Une histoire de chiens abandonnés sur une île poubelle, seul Wes Anderson pouvait s'en sortir avec une idée pareille !
Et il s'en sort même à merveille, déjà en termes de réalisation il n'y a aucun doute, c'est bien Wes Anderson et on le comprend dès les premières secondes avec sa narration si particulière qui rappelle en un sens celle de The Grand Budapest Hotel. L'animation est superbe et permet au cinéaste de créer et mettre en forme un style et une vision qui lui est propre, avec un contrôle absolu de son univers et tout en gardant bien évidemment la sève de son cinéma, entre mouvements de caméra lisses et plans d'une parfaite symétrie. Sans oublier les musiques se posant en tant qu'accompagnement parfois dans la tension, parfois dans l'onirisme, mais toujours au bon moment.
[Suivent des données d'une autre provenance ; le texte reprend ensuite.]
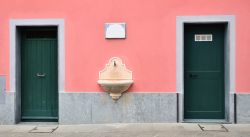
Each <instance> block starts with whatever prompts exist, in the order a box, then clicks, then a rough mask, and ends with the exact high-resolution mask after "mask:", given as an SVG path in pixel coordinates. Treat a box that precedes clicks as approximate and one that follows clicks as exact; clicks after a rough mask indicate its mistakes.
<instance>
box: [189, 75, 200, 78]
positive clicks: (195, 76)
mask: <svg viewBox="0 0 250 137" xmlns="http://www.w3.org/2000/svg"><path fill="white" fill-rule="evenodd" d="M189 77H190V78H197V77H198V75H197V74H189Z"/></svg>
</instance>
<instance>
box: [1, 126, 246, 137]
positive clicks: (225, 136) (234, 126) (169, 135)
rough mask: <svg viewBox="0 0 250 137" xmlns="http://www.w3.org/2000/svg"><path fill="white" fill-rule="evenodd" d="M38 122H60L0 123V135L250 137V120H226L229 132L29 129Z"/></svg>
mask: <svg viewBox="0 0 250 137" xmlns="http://www.w3.org/2000/svg"><path fill="white" fill-rule="evenodd" d="M203 125H204V124H203ZM37 126H38V127H44V128H46V127H47V128H48V129H51V127H54V128H55V127H56V126H57V125H42V126H41V125H37V124H33V125H27V124H23V125H10V126H7V125H0V137H250V124H223V126H225V127H226V128H227V129H228V132H218V131H209V132H204V131H202V130H201V129H200V127H199V126H198V124H195V123H180V124H179V123H174V124H166V123H162V124H161V123H152V124H83V125H58V128H57V129H56V130H55V131H54V132H52V133H30V132H29V131H30V130H31V129H34V128H35V127H37Z"/></svg>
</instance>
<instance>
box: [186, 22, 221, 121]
mask: <svg viewBox="0 0 250 137" xmlns="http://www.w3.org/2000/svg"><path fill="white" fill-rule="evenodd" d="M224 27H225V26H224V24H185V28H184V43H185V45H184V118H185V119H224V118H225V114H224V112H225V110H224V109H225V103H224V97H225V95H224ZM206 35H209V36H211V39H212V40H211V39H206V37H205V36H206ZM195 36H201V37H204V38H203V39H202V40H201V41H199V40H195Z"/></svg>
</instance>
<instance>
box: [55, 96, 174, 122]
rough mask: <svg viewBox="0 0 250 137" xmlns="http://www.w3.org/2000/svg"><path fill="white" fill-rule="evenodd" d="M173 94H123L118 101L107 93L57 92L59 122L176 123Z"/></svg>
mask: <svg viewBox="0 0 250 137" xmlns="http://www.w3.org/2000/svg"><path fill="white" fill-rule="evenodd" d="M176 99H177V97H176V93H124V94H123V95H122V97H121V98H120V99H119V100H118V101H114V100H112V98H111V97H110V96H109V95H108V94H107V93H60V95H59V100H60V101H59V123H60V124H82V123H168V122H177V100H176Z"/></svg>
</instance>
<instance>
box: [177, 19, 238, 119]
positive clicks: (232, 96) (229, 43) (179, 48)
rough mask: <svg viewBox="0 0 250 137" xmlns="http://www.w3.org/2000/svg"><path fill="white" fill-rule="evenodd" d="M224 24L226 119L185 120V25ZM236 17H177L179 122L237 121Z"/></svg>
mask: <svg viewBox="0 0 250 137" xmlns="http://www.w3.org/2000/svg"><path fill="white" fill-rule="evenodd" d="M187 23H188V24H211V23H213V24H216V23H224V24H225V26H226V28H225V35H224V37H225V45H224V56H225V57H224V58H225V59H224V63H225V64H224V65H225V70H224V73H225V75H224V77H225V78H224V79H225V119H222V120H216V119H207V120H206V119H188V120H187V119H184V94H185V93H184V25H185V24H187ZM235 32H236V31H235V16H233V15H228V16H227V15H222V16H177V17H176V93H177V97H178V105H177V106H178V107H177V112H178V116H177V117H178V122H224V123H227V122H229V123H234V121H235V108H234V107H235V102H234V94H235V49H236V48H235V46H236V45H235Z"/></svg>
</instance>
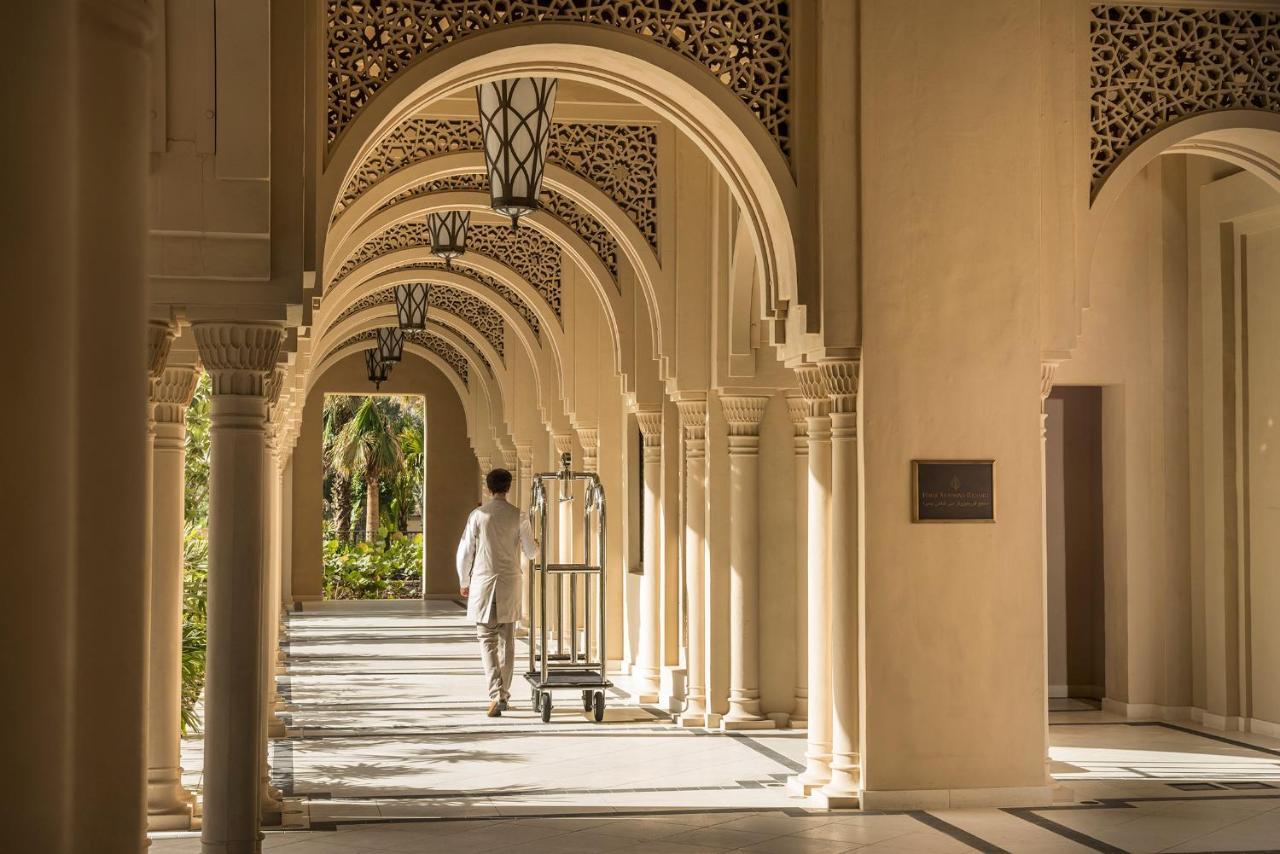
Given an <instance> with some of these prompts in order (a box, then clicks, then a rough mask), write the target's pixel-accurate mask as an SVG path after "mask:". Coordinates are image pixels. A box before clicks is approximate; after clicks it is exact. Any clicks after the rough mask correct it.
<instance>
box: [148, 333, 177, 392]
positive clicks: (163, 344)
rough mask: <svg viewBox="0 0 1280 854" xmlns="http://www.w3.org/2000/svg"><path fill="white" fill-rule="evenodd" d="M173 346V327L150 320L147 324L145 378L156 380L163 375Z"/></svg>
mask: <svg viewBox="0 0 1280 854" xmlns="http://www.w3.org/2000/svg"><path fill="white" fill-rule="evenodd" d="M172 346H173V326H172V325H169V324H166V323H161V321H159V320H152V321H151V323H148V324H147V376H150V378H151V379H156V378H159V376H160V374H163V373H164V366H165V364H166V362H168V361H169V348H170V347H172Z"/></svg>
Si le scénario ne sera pas la qualité principale de l'œuvre, on peut compter sur Wes Anderson pour aller plus loin dans l'interprétation, faisant de ses chiens, ses humains, un prétexte à aborder des thèmes plus actuels. Il invite son spectateur à réfléchir, à se positionner sur sa propre condition, ses propres choix ; serions-nous à la place de ces gens qui huent ceux avec une opinion différente ? Ferions-nous confiance à une seule personne ? L'île aux Chiens démontre –dénonce- avec une certaine subtilité les choses dont nous sommes pourtant confronté tous les jours, entre mensonges, manipulations, corruptions, expériences (in)humaine et violences pour faire régner "l'ordre" -faire taire le peuple-.
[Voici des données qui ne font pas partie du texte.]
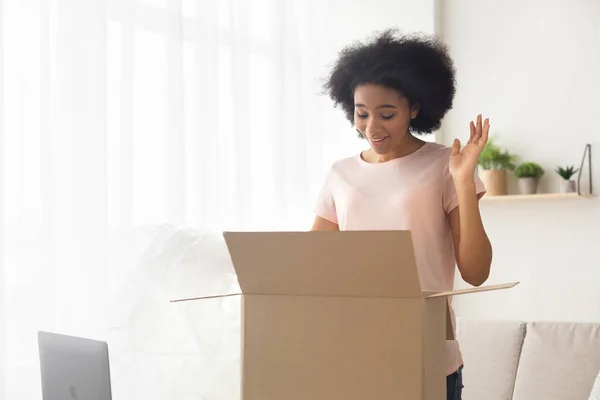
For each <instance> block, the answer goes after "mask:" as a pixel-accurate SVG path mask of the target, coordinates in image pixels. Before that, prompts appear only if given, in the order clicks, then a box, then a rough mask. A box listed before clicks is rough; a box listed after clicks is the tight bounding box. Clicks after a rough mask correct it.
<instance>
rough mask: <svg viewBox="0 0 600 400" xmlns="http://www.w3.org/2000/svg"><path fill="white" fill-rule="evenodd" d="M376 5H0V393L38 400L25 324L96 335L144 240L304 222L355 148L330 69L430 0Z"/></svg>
mask: <svg viewBox="0 0 600 400" xmlns="http://www.w3.org/2000/svg"><path fill="white" fill-rule="evenodd" d="M381 2H382V3H386V4H387V6H386V7H387V11H386V10H381V11H379V13H380V14H381V15H383V17H381V18H377V17H376V16H375V17H374V16H373V15H371V14H369V12H373V10H371V11H368V10H363V11H362V13H363V14H364V15H361V14H360V13H361V11H360V7H358V6H357V5H356V4H355V6H354V9H352V8H351V9H349V10H350V11H346V12H348V13H350V14H352V15H353V18H354V19H355V20H356V21H361V20H363V18H367V17H366V15H367V14H369V15H370V16H369V17H368V18H367V19H365V20H364V21H367V22H369V21H370V22H369V23H370V25H369V23H366V22H365V23H363V24H357V25H356V26H354V27H353V28H352V29H350V28H349V27H350V26H351V25H352V24H350V23H349V22H348V19H343V18H341V19H340V15H342V14H343V13H344V12H345V11H343V10H345V9H348V8H343V7H342V5H343V4H342V3H341V2H339V1H334V0H311V1H307V0H285V1H284V0H252V1H249V0H248V1H246V0H3V1H1V2H0V22H1V31H0V35H1V38H0V57H1V60H0V157H1V160H0V255H1V256H0V294H1V295H0V362H1V364H0V399H11V400H17V399H27V400H29V399H34V398H37V399H39V398H41V397H40V396H41V393H40V381H39V379H40V377H39V361H38V349H37V337H36V334H37V331H38V330H49V331H54V332H61V333H66V334H73V335H78V336H86V337H92V338H100V339H104V338H106V337H107V336H108V327H109V326H110V325H111V321H112V320H113V319H114V318H115V316H114V315H113V311H111V310H114V309H115V308H117V309H118V308H119V304H118V303H117V304H115V303H114V301H115V298H117V299H120V297H118V296H116V297H115V296H113V295H114V293H119V290H121V291H122V290H123V287H127V285H125V286H123V285H124V282H129V285H133V286H132V287H136V286H135V279H134V280H133V281H132V280H131V276H132V274H133V273H134V272H135V271H137V270H139V268H140V266H144V265H146V266H147V264H144V263H143V262H140V261H139V257H142V258H143V257H149V256H148V251H149V250H148V249H149V248H152V245H153V244H154V245H156V241H157V240H159V241H161V243H162V245H165V243H167V242H169V240H171V242H169V243H171V245H173V243H172V242H173V240H174V241H175V242H176V243H180V244H182V243H183V244H185V245H186V246H188V247H190V246H192V244H193V243H196V244H197V243H198V240H199V239H198V238H202V237H203V236H202V233H198V232H205V231H216V232H218V231H220V230H223V229H252V230H264V229H268V230H271V229H285V230H297V229H307V228H308V227H309V226H310V223H311V220H312V213H311V205H312V201H313V200H314V198H315V196H316V193H317V192H318V190H319V188H320V185H321V180H322V177H323V174H324V172H325V170H326V168H327V167H328V166H329V163H330V162H331V161H332V160H334V159H336V158H338V157H342V156H345V155H349V154H352V153H355V152H356V151H358V149H359V148H360V146H361V143H360V142H359V141H358V139H356V138H355V135H354V133H353V132H352V130H351V127H350V126H349V124H348V123H347V122H346V121H345V120H344V118H343V116H342V114H341V112H339V111H336V110H334V109H332V107H331V104H330V102H329V100H328V99H327V98H326V97H324V96H322V95H320V79H321V78H322V77H323V76H324V75H325V74H326V71H327V66H328V63H330V62H331V61H332V60H333V59H334V57H335V55H336V52H337V51H338V50H339V48H340V46H341V45H342V44H345V43H347V41H348V40H350V39H355V38H358V37H362V36H364V34H365V33H367V32H371V31H372V30H373V28H377V29H383V28H387V27H390V26H392V25H396V26H404V27H408V28H409V29H411V30H425V31H427V30H431V29H430V28H431V27H432V26H433V25H432V22H431V21H433V13H432V12H430V11H431V10H430V8H431V7H430V4H429V3H430V2H426V3H427V4H428V5H427V6H421V8H419V6H417V5H416V3H417V2H414V1H413V2H410V3H411V4H412V5H411V7H410V9H408V8H407V9H406V13H405V15H403V16H402V17H399V16H394V17H393V18H392V17H389V18H391V19H388V20H385V15H388V13H389V12H390V9H389V7H391V4H392V3H390V2H385V1H381ZM431 3H432V2H431ZM344 4H345V2H344ZM348 4H349V3H348ZM357 4H358V3H357ZM423 4H424V3H423ZM366 8H373V6H372V5H370V6H369V7H366ZM375 8H376V7H375ZM392 11H393V10H392ZM384 14H385V15H384ZM430 14H431V15H430ZM397 15H398V14H397ZM430 17H431V18H430ZM336 18H337V19H336ZM382 18H383V20H382ZM398 18H400V20H398ZM419 18H420V19H419ZM341 20H343V21H345V22H343V23H339V21H341ZM396 20H398V23H397V24H396V23H395V22H394V23H391V21H396ZM402 20H404V21H406V23H402V22H401V21H402ZM335 21H338V22H335ZM364 21H363V22H364ZM373 21H377V23H374V22H373ZM414 21H417V22H414ZM380 23H381V25H379V24H380ZM341 28H343V29H341ZM165 223H168V224H170V225H162V224H165ZM140 226H149V227H153V228H148V229H147V230H141V231H140V230H136V227H140ZM179 227H193V228H194V229H196V231H191V230H186V229H187V228H185V229H181V228H179ZM128 232H138V233H139V235H138V236H136V237H135V238H134V239H132V240H129V241H128V240H125V239H123V238H125V237H127V238H130V239H131V237H132V236H131V235H129V234H128ZM140 232H141V233H140ZM124 233H125V236H124ZM127 235H129V236H127ZM157 238H158V239H157ZM169 238H170V239H169ZM211 240H212V239H211ZM115 243H116V244H117V247H118V246H120V247H121V248H122V247H127V250H129V251H130V253H131V254H133V255H132V256H131V257H130V258H128V259H126V260H127V262H123V259H120V260H119V261H118V262H117V261H115V260H113V259H111V258H110V257H109V256H108V255H109V254H112V253H111V252H112V250H114V244H115ZM173 246H175V245H173ZM192 247H193V246H192ZM190 248H191V247H190ZM158 253H160V252H158ZM155 256H156V254H155ZM136 257H137V258H136ZM145 260H148V258H146V259H145ZM153 260H154V261H156V258H154V259H153ZM129 261H130V262H129ZM223 276H224V275H223ZM140 285H142V284H140ZM225 286H227V285H224V287H225ZM137 287H138V288H139V287H140V286H137ZM111 300H112V301H113V303H112V305H111ZM117 301H118V300H117ZM215 315H216V314H215ZM130 378H131V379H130ZM138 378H139V377H138ZM117 379H118V378H117ZM122 379H129V380H130V382H129V384H130V386H132V387H133V386H135V385H136V384H139V383H140V382H142V380H140V381H135V378H134V377H126V378H122ZM146 381H148V377H146ZM131 393H132V392H129V394H131ZM139 393H142V392H139ZM139 393H138V394H139ZM189 393H193V391H190V392H189ZM202 396H203V395H201V394H198V393H196V394H195V395H192V394H189V397H186V398H216V397H210V396H208V397H202ZM129 398H130V399H131V398H134V397H129ZM154 398H161V397H160V395H157V396H156V397H154ZM179 398H184V397H179Z"/></svg>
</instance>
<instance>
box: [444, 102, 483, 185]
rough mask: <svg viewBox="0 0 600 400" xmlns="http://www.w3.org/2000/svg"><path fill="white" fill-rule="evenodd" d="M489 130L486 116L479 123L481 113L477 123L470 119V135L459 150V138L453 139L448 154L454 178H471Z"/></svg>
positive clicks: (459, 142) (471, 177)
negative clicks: (470, 122) (452, 140)
mask: <svg viewBox="0 0 600 400" xmlns="http://www.w3.org/2000/svg"><path fill="white" fill-rule="evenodd" d="M489 131H490V122H489V119H488V118H486V119H485V121H484V122H483V124H482V123H481V114H479V115H478V116H477V124H474V123H473V121H471V137H470V138H469V141H468V142H467V144H466V145H465V147H463V148H462V150H461V148H460V147H461V145H460V140H458V139H454V144H453V145H452V155H451V156H450V165H449V168H450V175H452V178H453V179H454V180H455V181H456V180H464V179H473V177H474V176H475V169H476V168H477V164H478V162H479V154H480V153H481V151H482V150H483V148H484V147H485V144H486V143H487V140H488V133H489Z"/></svg>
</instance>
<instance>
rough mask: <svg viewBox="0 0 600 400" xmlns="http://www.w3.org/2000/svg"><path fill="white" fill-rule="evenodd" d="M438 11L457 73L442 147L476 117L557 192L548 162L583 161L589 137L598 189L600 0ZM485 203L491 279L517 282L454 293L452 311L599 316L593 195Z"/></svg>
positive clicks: (530, 2)
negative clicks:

Perdu sur cette île, livrés à eux-mêmes, les chiens font de leur mieux pour survivre, mais restent unis malgré les méfiances dû à la conscience de leur condition. Ils deviennent une parabole de notre société, étudiants en colères, entre-aide entre culture, révolution pour mettre au grand jour les excès du pouvoir du traditionalisme extrême, tout est pensé pour être plus qu'un simple divertissement et montre, à nouveaux, les idées sociales du réalisateur pleine de liberté et de diversité.
L'île aux Chiens est une ode au grand cinéma, celui qui prend des risques, qui évolue, qui essaye et qui se paye même le luxe de réussir. Une nouvelle livraison de Wes Anderson qui ne fait qu'explorer de plus en plus les larges facettes de son univers, unique, original et toujours novateur, rempli de personnages attachants avec une personnalité propre, mais aussi d'un choix de dialogue qui rend le parti prix cohérent et pousse au bout l'idée véhiculée.
On ressort de la salle avec une jolie histoire en tête, l'envie irrésistible d'embrasser son chien et l'impatience de revoir un film de Wes Anderson au cinéma.
PS : dans un genre plus ou moins similaire je conseille l'excellent (et visiblement assez méconnu) The Plague Dogs de Martin Rosen.